Em relação ao eritrograma, o grupo de indivíduos com esquistossomose apresentou o índice

hematimétrico CHCM (concentração de hemoglobina corpuscular média) abaixo dos

valores de referência quando comparados ao grupo controle (32,36 ± 1,22 vs. 31,06 ± 0,80

g/dL). Apesar dos resultados não caracterizarem um quadro anêmico nos pacientes com

esquistossomose, observa-se uma tendência de diminuição no aporte de grupamento heme,

o que também se reflete em menores concentrações séricas de bilirrubina total e indireta,

como mostrado anteriormente na Tabela 1. Isso poderia evidenciar um quadro adaptativo

ao curso da doença.

Em relação aos outros parâmetros do eritrograma, encontrados para os indivíduos

doentes, todos estão dentro dos padrões de normalidade.
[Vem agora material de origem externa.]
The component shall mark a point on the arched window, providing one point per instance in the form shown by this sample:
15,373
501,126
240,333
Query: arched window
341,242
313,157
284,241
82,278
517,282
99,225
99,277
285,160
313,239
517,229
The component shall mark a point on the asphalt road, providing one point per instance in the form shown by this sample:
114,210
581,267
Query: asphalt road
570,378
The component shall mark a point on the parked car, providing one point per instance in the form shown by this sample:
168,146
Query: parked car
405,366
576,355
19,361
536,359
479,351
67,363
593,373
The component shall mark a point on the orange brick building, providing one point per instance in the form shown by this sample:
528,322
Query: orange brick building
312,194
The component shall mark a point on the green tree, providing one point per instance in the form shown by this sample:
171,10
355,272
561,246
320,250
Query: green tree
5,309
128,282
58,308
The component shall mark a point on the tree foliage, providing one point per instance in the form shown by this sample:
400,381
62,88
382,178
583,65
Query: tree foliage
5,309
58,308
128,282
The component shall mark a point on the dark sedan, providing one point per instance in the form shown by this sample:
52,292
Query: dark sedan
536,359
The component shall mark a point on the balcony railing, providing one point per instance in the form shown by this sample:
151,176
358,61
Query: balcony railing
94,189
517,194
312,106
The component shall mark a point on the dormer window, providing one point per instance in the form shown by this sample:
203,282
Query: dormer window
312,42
Com relação ao leucograma, os resultados do presente estudo mostraram valores

médios elevados para leucócitos (5558,62 ± 1138,46 vs. 7985,71 ± 1809,79 mm3) e

eosinófilos (2,66 ± 2,21 vs. 9,94 ± 7,11 %) nos indivíduos com esquistossomose, em

relação ao grupo controle. Sobre os leucócitos, Atta et al. (1981), fazendo uma revisão

sobre a esquistossomose constatou em seus experimentos, que estas células tendem a

aumentar com a evolução da infecção. Além disso, pode-se sugerir uma relação desse

aumento com o estresse oxidativo, uma vez que as EROs são liberadas pelos neutrófilos e

eosinófilos na tentativa de destruir os ovos, in vitro (FELDMAN, DANNENBERG

JÚNIOR, SEED, 1990).

Vale ressaltar, que os valores elevados de eosinófilos encontrados nos hemogramas

realizados sugerem a presença de enteroparasitas nos indivíduos, visto que os mesmos

consomem ferro do organismo, componente interno da hemoglobina (KATSURAGAWA et

al., 2004). Além disso, os eosinófilos têm a capacidade de destruir os esquistossômulos

através do mecanismo de citotoxicidade celular dependente do anticorpo, se mostrando em

valores médios elevados (MACHADO et al., 2004). Um outro fator importante sobre estas

células é que as mesmas estão presentes em situação de estresse oxidativo, pois produzem

grandes quantidades de EROs quando ativados, participando também da destruição de

ovos, sendo este último fato relatado no trabalho de Atta e col. (ATTA et al., 1981,

PEREIRA, 1996).

Observou-se também, um aumento no número das plaquetas (230034,48 ± 50664,50

vs. 267588,24 ± 40857,56 mil/ mm3) dos indivíduos doentes, em relação ao grupo controle.

Isso pode ter ocorrido devido a uma inflamação por formação de granuloma, pois os

mesmos atraem para a região necrosada, plaquetas, juntamente com leucócitos e

macrófagos, sendo esse fato demonstrado em qualquer fase da doença em que o indivíduo

se encontre, independente do grau de lesão hepática (SOARES et al., 2007).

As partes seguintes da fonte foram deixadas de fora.